American activist and professor (born 1941)

Terrence James Roberts (born December 3, 1941) is one of the Little Rock Nine, a group of African-American students who, in 1957, were the first black students ever to attend classes at Little Rock Central High School in Little Rock, Arkansas. In 1999, he and the other people of the Little Rock Nine were awarded the Congressional Gold Medal by President Bill Clinton.

==Early life and education==
Terrence Roberts was born in Little Rock, Arkansas, to William L. and Margaret G. Roberts. He first attended the segregated schools M. W. Gibbs elementary, Dunbar Junior High School and Horace Mann High School. In 1957, he volunteered to attend the all-white Little Rock Central High School the next fall, helping to desegregate one of the nation's largest schools.

On September 4, 1957, the Little Rock Nine made an unsuccessful attempt to enter Central High School, which had been segregated. The Arkansas National Guard, under orders from the governor, and an angry mob of about 400 surrounded the school and prevented them from going in. On September 23, 1957, a mob of about 1000 people surrounded the school again as the students attempted to enter. The following day, President Dwight D. Eisenhower federalized the Arkansas National Guard and dispatched members of the 101st Airborne Division to accompany the students to school for protection. Federal and state military personnel were deployed at the school for the entirety of the school year, although they were unable to prevent incidents of violence against the group inside.

As a result of the subsequent closing of Little Rock's high schools during the 1958-1959 school year, Roberts completed his senior year at Los Angeles High School in Los Angeles, California, where his father's family lived. He then attended the University of California, Los Angeles (UCLA) and Los Angeles City College (LACC) before graduating from California State College.

==College and later life==
Roberts continued his education at California State University, Los Angeles and graduated with a Bachelor of Arts degree in sociology in 1967. He received his master's degree in social welfare from the UCLA School of Social Welfare in 1970, and his Ph.D. in psychology from Southern Illinois University, Carbondale, in 1976.
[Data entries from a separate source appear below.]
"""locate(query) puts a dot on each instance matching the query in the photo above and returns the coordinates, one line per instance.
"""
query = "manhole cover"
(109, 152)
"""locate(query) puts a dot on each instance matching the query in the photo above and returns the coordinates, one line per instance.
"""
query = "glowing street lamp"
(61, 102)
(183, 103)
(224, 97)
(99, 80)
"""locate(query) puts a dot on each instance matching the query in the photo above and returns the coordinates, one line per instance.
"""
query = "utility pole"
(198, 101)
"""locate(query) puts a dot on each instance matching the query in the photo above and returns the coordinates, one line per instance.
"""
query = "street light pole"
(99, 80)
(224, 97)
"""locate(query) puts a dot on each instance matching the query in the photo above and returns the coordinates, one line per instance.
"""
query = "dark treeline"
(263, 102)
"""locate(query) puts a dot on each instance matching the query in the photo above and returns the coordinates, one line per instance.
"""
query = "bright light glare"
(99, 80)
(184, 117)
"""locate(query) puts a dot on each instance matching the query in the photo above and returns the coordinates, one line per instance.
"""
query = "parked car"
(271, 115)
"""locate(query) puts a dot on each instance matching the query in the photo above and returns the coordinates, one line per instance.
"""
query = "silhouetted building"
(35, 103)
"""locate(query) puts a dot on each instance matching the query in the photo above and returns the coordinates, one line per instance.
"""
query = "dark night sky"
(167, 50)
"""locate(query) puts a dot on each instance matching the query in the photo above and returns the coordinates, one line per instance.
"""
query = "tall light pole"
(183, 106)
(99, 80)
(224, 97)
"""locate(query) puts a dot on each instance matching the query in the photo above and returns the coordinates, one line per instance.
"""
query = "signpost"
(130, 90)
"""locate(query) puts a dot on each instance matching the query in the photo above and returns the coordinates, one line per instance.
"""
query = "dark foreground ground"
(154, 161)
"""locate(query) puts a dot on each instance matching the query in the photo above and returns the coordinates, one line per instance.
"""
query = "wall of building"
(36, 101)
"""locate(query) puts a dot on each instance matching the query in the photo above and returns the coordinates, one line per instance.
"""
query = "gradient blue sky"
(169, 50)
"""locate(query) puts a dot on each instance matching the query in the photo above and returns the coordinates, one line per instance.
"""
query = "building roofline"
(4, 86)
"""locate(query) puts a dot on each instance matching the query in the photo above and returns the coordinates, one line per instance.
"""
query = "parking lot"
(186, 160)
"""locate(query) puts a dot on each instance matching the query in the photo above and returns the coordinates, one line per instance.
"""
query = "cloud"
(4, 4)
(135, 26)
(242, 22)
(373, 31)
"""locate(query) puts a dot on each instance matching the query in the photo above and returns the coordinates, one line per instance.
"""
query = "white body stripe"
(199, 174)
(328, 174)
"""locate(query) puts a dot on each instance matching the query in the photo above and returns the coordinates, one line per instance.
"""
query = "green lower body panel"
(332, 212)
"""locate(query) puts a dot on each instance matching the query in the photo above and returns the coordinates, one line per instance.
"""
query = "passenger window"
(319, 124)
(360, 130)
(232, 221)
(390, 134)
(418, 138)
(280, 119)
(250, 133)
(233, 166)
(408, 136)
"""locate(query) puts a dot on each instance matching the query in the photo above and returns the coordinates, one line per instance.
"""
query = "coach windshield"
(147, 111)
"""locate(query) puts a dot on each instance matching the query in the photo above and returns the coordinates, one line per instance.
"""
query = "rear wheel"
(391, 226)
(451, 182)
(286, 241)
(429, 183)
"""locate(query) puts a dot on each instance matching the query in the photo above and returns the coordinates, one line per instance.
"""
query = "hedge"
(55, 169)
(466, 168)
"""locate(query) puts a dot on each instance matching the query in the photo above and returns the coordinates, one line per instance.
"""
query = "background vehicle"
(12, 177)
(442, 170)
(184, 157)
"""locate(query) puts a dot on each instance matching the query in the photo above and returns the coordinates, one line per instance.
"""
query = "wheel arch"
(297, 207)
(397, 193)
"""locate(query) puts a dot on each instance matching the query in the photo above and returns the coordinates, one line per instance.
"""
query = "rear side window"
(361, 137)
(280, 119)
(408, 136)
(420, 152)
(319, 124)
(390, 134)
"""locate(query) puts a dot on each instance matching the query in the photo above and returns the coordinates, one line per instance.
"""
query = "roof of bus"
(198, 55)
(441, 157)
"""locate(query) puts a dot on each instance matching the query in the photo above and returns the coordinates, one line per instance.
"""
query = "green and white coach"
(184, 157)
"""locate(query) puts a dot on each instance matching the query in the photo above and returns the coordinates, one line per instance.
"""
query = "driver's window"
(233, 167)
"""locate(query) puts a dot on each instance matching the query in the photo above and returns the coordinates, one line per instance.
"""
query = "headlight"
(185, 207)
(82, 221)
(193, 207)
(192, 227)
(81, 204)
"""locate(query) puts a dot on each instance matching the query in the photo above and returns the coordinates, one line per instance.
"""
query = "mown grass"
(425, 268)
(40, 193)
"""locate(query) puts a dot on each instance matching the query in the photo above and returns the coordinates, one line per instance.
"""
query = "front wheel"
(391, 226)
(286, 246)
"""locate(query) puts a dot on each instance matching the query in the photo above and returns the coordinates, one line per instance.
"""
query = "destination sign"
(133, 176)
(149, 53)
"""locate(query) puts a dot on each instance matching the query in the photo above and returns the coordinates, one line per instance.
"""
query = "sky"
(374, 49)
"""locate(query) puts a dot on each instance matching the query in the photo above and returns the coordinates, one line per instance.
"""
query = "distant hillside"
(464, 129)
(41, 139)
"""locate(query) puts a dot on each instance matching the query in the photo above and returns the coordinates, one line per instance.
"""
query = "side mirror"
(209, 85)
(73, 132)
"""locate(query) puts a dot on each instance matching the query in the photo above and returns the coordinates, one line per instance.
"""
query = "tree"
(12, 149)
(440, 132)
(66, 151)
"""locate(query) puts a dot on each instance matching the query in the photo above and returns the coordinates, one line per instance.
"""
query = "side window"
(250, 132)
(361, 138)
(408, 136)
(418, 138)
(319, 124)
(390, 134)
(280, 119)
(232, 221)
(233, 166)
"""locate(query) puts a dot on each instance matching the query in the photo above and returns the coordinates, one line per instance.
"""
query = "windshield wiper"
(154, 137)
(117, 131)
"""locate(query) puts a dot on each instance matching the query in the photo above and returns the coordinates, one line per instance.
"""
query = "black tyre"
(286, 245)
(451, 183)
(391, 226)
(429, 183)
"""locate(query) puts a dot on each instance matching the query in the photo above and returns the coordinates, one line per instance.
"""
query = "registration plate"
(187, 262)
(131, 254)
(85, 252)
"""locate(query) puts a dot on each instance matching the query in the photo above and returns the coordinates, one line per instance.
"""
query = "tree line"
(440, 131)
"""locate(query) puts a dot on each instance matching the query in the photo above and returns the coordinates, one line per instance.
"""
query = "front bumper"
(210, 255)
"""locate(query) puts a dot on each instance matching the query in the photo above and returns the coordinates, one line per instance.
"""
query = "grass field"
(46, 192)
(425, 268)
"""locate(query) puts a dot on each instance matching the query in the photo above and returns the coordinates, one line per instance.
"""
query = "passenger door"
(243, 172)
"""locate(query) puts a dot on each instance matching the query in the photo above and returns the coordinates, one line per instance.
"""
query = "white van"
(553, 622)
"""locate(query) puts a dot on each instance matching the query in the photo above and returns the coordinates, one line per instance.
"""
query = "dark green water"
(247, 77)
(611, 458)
From 1975 to 1977 he was a member of the faculty at Pacific Union College, a Seventh-day Adventist liberal arts college in Napa Valley, California.
From 1977 - 1985, Roberts was director of mental health services at St. Helena Hospital and Health Center. From 1985 to 1993 he was Assistant Dean in the UCLA School of Social Welfare.

Roberts joined the Antioch University Los Angeles in 1993 and served as core faculty and co-chair of the Master of Arts in Psychology program, before retiring in 2008. Roberts left the Seventh-day Adventist Church in 1994. In addition, he is CEO of the management-consulting firm, Terrence Roberts Consulting.
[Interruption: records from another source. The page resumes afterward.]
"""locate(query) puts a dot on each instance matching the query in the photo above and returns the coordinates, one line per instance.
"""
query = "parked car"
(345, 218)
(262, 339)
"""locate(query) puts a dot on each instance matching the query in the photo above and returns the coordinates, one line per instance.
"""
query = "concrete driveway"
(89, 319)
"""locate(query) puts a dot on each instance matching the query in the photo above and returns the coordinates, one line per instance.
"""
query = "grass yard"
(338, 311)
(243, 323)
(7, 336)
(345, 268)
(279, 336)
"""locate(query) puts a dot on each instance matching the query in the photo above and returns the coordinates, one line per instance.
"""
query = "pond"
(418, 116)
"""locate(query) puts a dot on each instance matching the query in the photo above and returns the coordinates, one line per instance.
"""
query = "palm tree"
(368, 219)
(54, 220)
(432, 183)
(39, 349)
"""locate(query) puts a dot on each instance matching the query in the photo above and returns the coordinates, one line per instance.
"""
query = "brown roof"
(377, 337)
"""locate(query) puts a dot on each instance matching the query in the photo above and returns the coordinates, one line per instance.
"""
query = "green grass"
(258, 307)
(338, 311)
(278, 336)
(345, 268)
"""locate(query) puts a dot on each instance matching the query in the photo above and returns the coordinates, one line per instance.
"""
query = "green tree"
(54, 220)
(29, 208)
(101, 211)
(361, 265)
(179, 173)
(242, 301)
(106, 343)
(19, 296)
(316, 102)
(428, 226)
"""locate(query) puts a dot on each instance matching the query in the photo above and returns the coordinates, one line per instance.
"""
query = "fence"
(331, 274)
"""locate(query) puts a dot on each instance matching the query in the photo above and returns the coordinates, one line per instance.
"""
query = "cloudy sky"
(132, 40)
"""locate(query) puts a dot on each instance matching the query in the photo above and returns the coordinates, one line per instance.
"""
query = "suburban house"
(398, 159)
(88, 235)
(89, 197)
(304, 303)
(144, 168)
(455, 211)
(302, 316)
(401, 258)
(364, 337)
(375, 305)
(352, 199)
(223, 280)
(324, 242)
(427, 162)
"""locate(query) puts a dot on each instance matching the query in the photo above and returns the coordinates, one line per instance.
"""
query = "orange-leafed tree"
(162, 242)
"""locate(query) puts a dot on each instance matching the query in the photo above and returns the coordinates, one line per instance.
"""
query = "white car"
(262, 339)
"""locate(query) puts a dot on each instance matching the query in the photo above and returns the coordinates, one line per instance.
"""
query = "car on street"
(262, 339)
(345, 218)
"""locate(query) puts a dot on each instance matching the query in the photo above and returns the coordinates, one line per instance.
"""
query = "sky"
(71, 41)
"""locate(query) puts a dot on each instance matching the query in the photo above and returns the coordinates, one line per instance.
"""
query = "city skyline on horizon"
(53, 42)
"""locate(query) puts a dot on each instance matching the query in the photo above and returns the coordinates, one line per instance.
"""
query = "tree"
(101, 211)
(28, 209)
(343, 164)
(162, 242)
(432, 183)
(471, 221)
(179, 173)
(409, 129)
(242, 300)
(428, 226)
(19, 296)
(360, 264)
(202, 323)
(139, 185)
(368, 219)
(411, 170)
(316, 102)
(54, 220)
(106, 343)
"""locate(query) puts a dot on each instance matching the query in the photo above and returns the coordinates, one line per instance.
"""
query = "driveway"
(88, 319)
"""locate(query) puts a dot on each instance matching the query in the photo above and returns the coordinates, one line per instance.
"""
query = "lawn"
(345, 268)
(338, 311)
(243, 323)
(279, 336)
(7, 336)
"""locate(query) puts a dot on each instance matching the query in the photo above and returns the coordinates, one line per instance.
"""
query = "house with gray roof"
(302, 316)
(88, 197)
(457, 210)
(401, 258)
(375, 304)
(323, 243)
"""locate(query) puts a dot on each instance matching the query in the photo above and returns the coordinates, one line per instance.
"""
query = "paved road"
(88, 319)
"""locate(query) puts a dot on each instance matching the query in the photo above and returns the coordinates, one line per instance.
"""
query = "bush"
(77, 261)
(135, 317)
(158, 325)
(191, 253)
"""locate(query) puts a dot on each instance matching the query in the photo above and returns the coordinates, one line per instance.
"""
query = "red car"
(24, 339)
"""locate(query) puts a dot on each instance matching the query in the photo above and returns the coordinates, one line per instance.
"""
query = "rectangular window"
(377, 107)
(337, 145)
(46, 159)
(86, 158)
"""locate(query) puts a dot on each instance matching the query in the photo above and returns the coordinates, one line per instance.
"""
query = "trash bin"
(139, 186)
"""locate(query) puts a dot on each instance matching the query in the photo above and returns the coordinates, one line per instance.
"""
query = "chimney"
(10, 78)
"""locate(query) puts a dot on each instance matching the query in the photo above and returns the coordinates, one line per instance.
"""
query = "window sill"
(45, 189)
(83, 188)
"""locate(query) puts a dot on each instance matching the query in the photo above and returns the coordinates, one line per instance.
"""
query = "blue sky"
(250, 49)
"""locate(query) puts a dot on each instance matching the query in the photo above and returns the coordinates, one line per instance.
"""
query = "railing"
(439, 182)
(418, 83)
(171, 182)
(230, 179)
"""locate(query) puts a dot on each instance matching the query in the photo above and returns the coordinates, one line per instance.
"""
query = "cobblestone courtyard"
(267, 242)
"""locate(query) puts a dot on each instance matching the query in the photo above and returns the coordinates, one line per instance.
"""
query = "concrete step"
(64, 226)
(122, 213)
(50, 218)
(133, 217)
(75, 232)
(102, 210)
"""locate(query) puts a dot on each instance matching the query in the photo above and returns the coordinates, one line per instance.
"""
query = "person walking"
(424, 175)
Terrence Roberts was prominently featured on interviews and videos during the day Barack Obama was inaugurated as the 44th President of the United States of America.

Roberts published his memoir Lessons From Little Rock in 2009. A second book, Simple, Not Easy, was published in 2010.

==Media portrayals==
In 1993, actor Suli McCullough portrayed Roberts in the Disney Channel movie The Ernest Green Story.